I thought this title meant the post would be making a case from conservative (i.e. minimal) assumptions.

Maybe change the title to "making a politically conservative case for alignment" or something?

Comment by kave on Eli's shortform feed · 2024-11-11T04:54:26.555Z · LW · GW

I wonder what the lifetime spend on dating apps is. I expect that for most people who ever pay it's >$100

Comment by kave on Eli's shortform feed · 2024-11-09T19:20:45.853Z · LW · GW

I think the credit assignment is legit hard, rather than just being a case of bad norms. Do you disagree?

Comment by kave on Eli's shortform feed · 2024-11-08T23:23:27.066Z · LW · GW

I would guess they tried it because they hoped it would be competitive with their other product, and sunset it because that didn't happen with the amount of energy they wanted to allocate to the bet. There may also have been an element of updating more about how much focus their core product needed.

I only skimmed the retrospective now, but it seems mostly to be detailing problems that stymied their ability to find traction.

Comment by kave on Eli's shortform feed · 2024-11-08T22:48:29.398Z · LW · GW

It's possible no one tried literally "recreate OkC", but I think dating startups are very oversubscribed by founders, relative to interest from VCs [1] [2] [3] (and I think VCs are mostly correct that they won't make money [4] [5]).

(Edit: I want to note that those are things I found after a bit of googling to see if my sense of the consensus was borne out; they are meant in the spirit of "several samples of weak evidence")

I don't particularly believe you that OkC solves dating for a significant fraction of people. IIRC, a previous time we talked about this, @romeostevensit suggested you had not sufficiently internalised the OkCupid blog findings about how much people prioritised physical attraction.

You mention manifold.love, but also mention it's in maintenance mode – I think because the type of business you want people to build does not in fact work.

I think it's fine to lament our lack of good mechanisms for public good provision, and claim our society is failing at that. But I think you're trying to draw an update that's something like "tech startups should be doing an unbiased search through viable valuable business, but they're clearly not", or maybe, "tech startups are supposed to be able to solve a large fraction of our problems, but if they can't solve this, then that's not true", and I don't think either of these conclusions seem that licensed from the dating data point.

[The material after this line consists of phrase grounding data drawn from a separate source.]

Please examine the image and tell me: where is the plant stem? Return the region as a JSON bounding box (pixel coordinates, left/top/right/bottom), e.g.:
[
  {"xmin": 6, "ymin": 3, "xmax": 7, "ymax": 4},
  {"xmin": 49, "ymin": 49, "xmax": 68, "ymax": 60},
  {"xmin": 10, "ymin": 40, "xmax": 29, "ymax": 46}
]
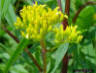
[
  {"xmin": 72, "ymin": 1, "xmax": 96, "ymax": 23},
  {"xmin": 2, "ymin": 26, "xmax": 42, "ymax": 72},
  {"xmin": 61, "ymin": 0, "xmax": 70, "ymax": 73},
  {"xmin": 65, "ymin": 0, "xmax": 70, "ymax": 16},
  {"xmin": 61, "ymin": 54, "xmax": 69, "ymax": 73},
  {"xmin": 57, "ymin": 0, "xmax": 70, "ymax": 73},
  {"xmin": 2, "ymin": 27, "xmax": 19, "ymax": 43},
  {"xmin": 62, "ymin": 0, "xmax": 70, "ymax": 30},
  {"xmin": 57, "ymin": 0, "xmax": 62, "ymax": 11},
  {"xmin": 40, "ymin": 40, "xmax": 47, "ymax": 73}
]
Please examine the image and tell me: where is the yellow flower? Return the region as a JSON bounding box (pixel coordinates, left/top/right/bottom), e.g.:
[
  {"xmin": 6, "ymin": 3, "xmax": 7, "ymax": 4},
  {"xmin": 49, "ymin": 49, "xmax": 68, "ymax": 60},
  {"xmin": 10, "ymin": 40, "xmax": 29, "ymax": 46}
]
[
  {"xmin": 14, "ymin": 2, "xmax": 66, "ymax": 41},
  {"xmin": 76, "ymin": 35, "xmax": 83, "ymax": 43},
  {"xmin": 14, "ymin": 2, "xmax": 82, "ymax": 44},
  {"xmin": 14, "ymin": 17, "xmax": 23, "ymax": 29},
  {"xmin": 54, "ymin": 25, "xmax": 83, "ymax": 44}
]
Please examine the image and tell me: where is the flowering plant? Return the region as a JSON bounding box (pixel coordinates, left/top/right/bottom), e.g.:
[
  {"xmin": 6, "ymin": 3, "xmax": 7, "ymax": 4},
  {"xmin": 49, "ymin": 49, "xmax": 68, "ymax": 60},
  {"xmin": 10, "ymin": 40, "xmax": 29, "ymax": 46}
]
[
  {"xmin": 15, "ymin": 2, "xmax": 83, "ymax": 44},
  {"xmin": 13, "ymin": 3, "xmax": 83, "ymax": 72},
  {"xmin": 1, "ymin": 1, "xmax": 87, "ymax": 73}
]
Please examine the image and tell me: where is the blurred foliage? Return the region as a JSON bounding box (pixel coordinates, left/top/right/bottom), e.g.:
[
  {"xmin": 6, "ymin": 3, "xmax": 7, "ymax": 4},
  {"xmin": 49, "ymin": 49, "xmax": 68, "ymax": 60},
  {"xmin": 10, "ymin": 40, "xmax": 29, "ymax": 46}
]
[{"xmin": 0, "ymin": 0, "xmax": 96, "ymax": 73}]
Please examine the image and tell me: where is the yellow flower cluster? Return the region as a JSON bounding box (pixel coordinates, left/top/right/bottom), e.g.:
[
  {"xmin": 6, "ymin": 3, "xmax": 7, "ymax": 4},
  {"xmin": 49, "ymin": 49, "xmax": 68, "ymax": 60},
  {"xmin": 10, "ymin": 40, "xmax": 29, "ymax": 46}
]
[
  {"xmin": 14, "ymin": 2, "xmax": 65, "ymax": 41},
  {"xmin": 54, "ymin": 25, "xmax": 83, "ymax": 44},
  {"xmin": 14, "ymin": 2, "xmax": 82, "ymax": 43}
]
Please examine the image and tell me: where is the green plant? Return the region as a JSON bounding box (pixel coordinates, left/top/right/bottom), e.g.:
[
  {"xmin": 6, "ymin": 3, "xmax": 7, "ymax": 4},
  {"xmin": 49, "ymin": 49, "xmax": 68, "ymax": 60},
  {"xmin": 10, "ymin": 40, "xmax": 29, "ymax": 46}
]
[{"xmin": 0, "ymin": 0, "xmax": 96, "ymax": 73}]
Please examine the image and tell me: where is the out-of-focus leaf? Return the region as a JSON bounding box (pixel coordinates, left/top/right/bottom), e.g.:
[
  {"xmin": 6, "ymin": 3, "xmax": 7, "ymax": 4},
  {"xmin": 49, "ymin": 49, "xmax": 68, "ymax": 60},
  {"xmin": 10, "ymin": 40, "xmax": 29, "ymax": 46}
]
[
  {"xmin": 0, "ymin": 53, "xmax": 10, "ymax": 60},
  {"xmin": 0, "ymin": 63, "xmax": 5, "ymax": 72},
  {"xmin": 5, "ymin": 4, "xmax": 16, "ymax": 28},
  {"xmin": 36, "ymin": 0, "xmax": 57, "ymax": 9},
  {"xmin": 26, "ymin": 0, "xmax": 34, "ymax": 5},
  {"xmin": 70, "ymin": 0, "xmax": 76, "ymax": 12},
  {"xmin": 47, "ymin": 62, "xmax": 51, "ymax": 73},
  {"xmin": 0, "ymin": 43, "xmax": 10, "ymax": 53},
  {"xmin": 22, "ymin": 52, "xmax": 39, "ymax": 73},
  {"xmin": 76, "ymin": 6, "xmax": 95, "ymax": 30},
  {"xmin": 51, "ymin": 43, "xmax": 69, "ymax": 73},
  {"xmin": 4, "ymin": 38, "xmax": 29, "ymax": 73},
  {"xmin": 0, "ymin": 0, "xmax": 2, "ymax": 23},
  {"xmin": 10, "ymin": 64, "xmax": 28, "ymax": 73},
  {"xmin": 11, "ymin": 0, "xmax": 16, "ymax": 4},
  {"xmin": 0, "ymin": 0, "xmax": 11, "ymax": 19}
]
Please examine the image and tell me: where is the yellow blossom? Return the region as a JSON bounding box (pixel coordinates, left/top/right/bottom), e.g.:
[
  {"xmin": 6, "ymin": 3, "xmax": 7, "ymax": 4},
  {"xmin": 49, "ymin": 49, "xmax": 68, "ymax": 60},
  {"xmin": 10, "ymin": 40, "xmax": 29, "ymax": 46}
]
[
  {"xmin": 14, "ymin": 2, "xmax": 82, "ymax": 43},
  {"xmin": 54, "ymin": 25, "xmax": 83, "ymax": 44},
  {"xmin": 14, "ymin": 2, "xmax": 66, "ymax": 41}
]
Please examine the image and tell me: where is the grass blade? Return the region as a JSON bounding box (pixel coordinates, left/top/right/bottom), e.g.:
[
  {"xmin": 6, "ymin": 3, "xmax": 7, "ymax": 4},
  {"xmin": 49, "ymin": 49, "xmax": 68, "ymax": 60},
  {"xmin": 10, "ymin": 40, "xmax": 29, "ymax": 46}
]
[
  {"xmin": 4, "ymin": 38, "xmax": 29, "ymax": 73},
  {"xmin": 5, "ymin": 4, "xmax": 16, "ymax": 28},
  {"xmin": 0, "ymin": 0, "xmax": 11, "ymax": 21}
]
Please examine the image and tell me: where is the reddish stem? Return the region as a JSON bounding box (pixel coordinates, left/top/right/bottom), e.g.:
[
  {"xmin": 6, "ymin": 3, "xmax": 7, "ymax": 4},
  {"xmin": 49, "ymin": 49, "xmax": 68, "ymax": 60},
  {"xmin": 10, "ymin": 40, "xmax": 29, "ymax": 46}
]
[
  {"xmin": 62, "ymin": 0, "xmax": 70, "ymax": 73},
  {"xmin": 57, "ymin": 0, "xmax": 62, "ymax": 11},
  {"xmin": 61, "ymin": 54, "xmax": 69, "ymax": 73},
  {"xmin": 57, "ymin": 0, "xmax": 70, "ymax": 73},
  {"xmin": 3, "ymin": 27, "xmax": 19, "ymax": 43},
  {"xmin": 65, "ymin": 0, "xmax": 70, "ymax": 16},
  {"xmin": 62, "ymin": 0, "xmax": 70, "ymax": 30}
]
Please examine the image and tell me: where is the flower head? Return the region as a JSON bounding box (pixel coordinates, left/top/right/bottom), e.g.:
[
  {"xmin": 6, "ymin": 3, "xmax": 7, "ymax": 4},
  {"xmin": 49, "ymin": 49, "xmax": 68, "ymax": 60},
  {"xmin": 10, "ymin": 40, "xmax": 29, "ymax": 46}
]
[
  {"xmin": 14, "ymin": 2, "xmax": 82, "ymax": 44},
  {"xmin": 14, "ymin": 2, "xmax": 65, "ymax": 41},
  {"xmin": 53, "ymin": 25, "xmax": 83, "ymax": 44}
]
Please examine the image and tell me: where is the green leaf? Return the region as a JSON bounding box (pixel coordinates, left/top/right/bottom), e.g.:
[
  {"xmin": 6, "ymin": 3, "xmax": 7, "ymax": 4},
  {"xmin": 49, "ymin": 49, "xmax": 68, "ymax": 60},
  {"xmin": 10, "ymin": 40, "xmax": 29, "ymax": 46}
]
[
  {"xmin": 0, "ymin": 0, "xmax": 11, "ymax": 18},
  {"xmin": 2, "ymin": 0, "xmax": 11, "ymax": 16},
  {"xmin": 4, "ymin": 38, "xmax": 29, "ymax": 73},
  {"xmin": 51, "ymin": 43, "xmax": 69, "ymax": 73},
  {"xmin": 0, "ymin": 53, "xmax": 10, "ymax": 60},
  {"xmin": 75, "ymin": 6, "xmax": 95, "ymax": 30},
  {"xmin": 5, "ymin": 4, "xmax": 16, "ymax": 28},
  {"xmin": 10, "ymin": 64, "xmax": 29, "ymax": 73},
  {"xmin": 0, "ymin": 43, "xmax": 10, "ymax": 53},
  {"xmin": 0, "ymin": 0, "xmax": 2, "ymax": 23},
  {"xmin": 26, "ymin": 0, "xmax": 34, "ymax": 5},
  {"xmin": 47, "ymin": 62, "xmax": 51, "ymax": 73}
]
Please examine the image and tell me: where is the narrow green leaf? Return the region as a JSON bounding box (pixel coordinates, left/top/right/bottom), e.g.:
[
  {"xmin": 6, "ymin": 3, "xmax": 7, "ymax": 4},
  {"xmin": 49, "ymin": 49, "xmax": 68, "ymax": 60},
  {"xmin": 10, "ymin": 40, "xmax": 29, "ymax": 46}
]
[
  {"xmin": 4, "ymin": 38, "xmax": 29, "ymax": 73},
  {"xmin": 51, "ymin": 43, "xmax": 69, "ymax": 73},
  {"xmin": 0, "ymin": 0, "xmax": 11, "ymax": 21},
  {"xmin": 0, "ymin": 0, "xmax": 5, "ymax": 10},
  {"xmin": 0, "ymin": 0, "xmax": 2, "ymax": 23},
  {"xmin": 5, "ymin": 4, "xmax": 16, "ymax": 28},
  {"xmin": 2, "ymin": 0, "xmax": 11, "ymax": 16}
]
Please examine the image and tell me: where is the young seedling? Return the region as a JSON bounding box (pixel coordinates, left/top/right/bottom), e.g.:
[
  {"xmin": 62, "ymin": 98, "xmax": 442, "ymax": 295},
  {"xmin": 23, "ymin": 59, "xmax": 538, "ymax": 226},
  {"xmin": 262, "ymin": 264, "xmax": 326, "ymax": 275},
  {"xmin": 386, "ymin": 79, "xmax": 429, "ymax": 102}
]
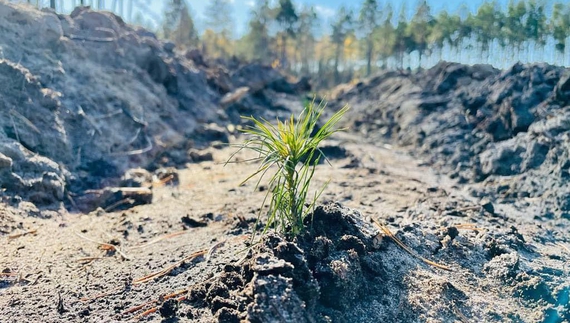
[{"xmin": 228, "ymin": 100, "xmax": 349, "ymax": 239}]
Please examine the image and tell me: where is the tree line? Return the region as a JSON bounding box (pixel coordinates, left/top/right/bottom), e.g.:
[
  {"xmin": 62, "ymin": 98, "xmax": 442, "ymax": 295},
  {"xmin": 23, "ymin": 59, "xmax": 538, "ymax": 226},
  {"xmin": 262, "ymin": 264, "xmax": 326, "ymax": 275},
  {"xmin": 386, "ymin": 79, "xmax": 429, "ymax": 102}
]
[
  {"xmin": 160, "ymin": 0, "xmax": 570, "ymax": 89},
  {"xmin": 13, "ymin": 0, "xmax": 570, "ymax": 89}
]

Comment by kave on Are Your Enemies Innately Evil? · 2024-11-06T16:25:23.878Z · LW · GW

Yes, though I'm not confident.

Comment by kave on Are Your Enemies Innately Evil? · 2024-11-06T07:30:44.637Z · LW · GW

I saw this poll and thought to myself "gosh, politics, religion and cultural opinions sure are areas where I actively try to be non-heroic, as they aren't where I wish to spend my energy".

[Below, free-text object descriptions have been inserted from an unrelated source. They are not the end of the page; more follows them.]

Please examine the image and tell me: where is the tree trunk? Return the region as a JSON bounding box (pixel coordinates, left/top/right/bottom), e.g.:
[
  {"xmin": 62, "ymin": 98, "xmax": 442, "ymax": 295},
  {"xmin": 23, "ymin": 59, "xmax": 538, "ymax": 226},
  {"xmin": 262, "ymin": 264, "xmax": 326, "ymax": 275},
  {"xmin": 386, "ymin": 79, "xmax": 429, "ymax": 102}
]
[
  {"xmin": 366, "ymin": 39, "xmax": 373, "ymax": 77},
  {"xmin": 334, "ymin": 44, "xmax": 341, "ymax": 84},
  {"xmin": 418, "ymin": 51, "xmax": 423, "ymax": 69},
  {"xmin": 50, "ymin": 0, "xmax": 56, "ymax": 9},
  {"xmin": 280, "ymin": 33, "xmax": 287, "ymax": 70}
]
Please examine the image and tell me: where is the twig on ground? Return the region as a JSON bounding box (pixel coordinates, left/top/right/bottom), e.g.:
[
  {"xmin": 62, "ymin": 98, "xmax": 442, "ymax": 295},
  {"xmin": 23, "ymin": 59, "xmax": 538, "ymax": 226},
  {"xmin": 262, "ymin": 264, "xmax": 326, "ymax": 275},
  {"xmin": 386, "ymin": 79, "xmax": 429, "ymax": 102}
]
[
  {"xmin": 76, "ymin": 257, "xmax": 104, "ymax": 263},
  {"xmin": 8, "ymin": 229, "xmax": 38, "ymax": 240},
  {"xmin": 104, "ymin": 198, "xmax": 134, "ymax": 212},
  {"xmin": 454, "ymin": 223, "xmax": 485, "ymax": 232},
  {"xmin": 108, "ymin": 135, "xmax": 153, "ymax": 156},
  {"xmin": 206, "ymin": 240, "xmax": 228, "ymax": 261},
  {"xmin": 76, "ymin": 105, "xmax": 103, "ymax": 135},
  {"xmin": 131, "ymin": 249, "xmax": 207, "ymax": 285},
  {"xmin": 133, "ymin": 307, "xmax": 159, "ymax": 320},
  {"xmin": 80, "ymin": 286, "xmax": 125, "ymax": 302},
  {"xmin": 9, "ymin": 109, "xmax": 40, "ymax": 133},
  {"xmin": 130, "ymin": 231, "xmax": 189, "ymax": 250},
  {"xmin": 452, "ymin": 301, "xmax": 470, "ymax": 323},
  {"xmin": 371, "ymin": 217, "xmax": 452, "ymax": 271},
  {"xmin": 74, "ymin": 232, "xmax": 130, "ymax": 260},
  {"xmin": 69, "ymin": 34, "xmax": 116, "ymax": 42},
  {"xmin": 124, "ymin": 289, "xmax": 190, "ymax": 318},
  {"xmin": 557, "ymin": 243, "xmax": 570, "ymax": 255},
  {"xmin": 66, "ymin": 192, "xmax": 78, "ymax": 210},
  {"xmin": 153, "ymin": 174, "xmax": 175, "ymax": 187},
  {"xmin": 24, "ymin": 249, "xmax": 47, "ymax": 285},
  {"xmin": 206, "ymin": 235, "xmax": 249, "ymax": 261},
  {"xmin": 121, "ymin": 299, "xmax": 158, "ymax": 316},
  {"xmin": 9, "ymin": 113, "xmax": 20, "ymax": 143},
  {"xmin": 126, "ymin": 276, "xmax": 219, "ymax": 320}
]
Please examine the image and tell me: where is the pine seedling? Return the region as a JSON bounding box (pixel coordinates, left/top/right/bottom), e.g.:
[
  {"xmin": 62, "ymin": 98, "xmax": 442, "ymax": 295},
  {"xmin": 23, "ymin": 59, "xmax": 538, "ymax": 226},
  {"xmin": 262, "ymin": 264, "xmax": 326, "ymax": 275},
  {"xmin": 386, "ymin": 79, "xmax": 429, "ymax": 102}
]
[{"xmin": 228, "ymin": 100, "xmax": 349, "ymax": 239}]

Comment by kave on Habryka's Shortform Feed · 2024-11-01T21:35:50.115Z · LW · GW

They load it in as a web font (i.e. you load Calibri from their server when you load that search page). We don't do that on LessWrong

Comment by kave on Habryka's Shortform Feed · 2024-11-01T20:59:24.773Z · LW · GW

Yeah, that's a google Easter Egg. You can also try "Comic Sans" or "Trebuchet MS".

Comment by kave on Habryka's Shortform Feed · 2024-10-31T01:11:07.069Z · LW · GW

One sad thing about older versions of Gill Sans: Il1 all look the same. Nova at least distinguishes the 1.

IMO, we should probably move towards system fonts, though I would like to choose something that preserves character a little more.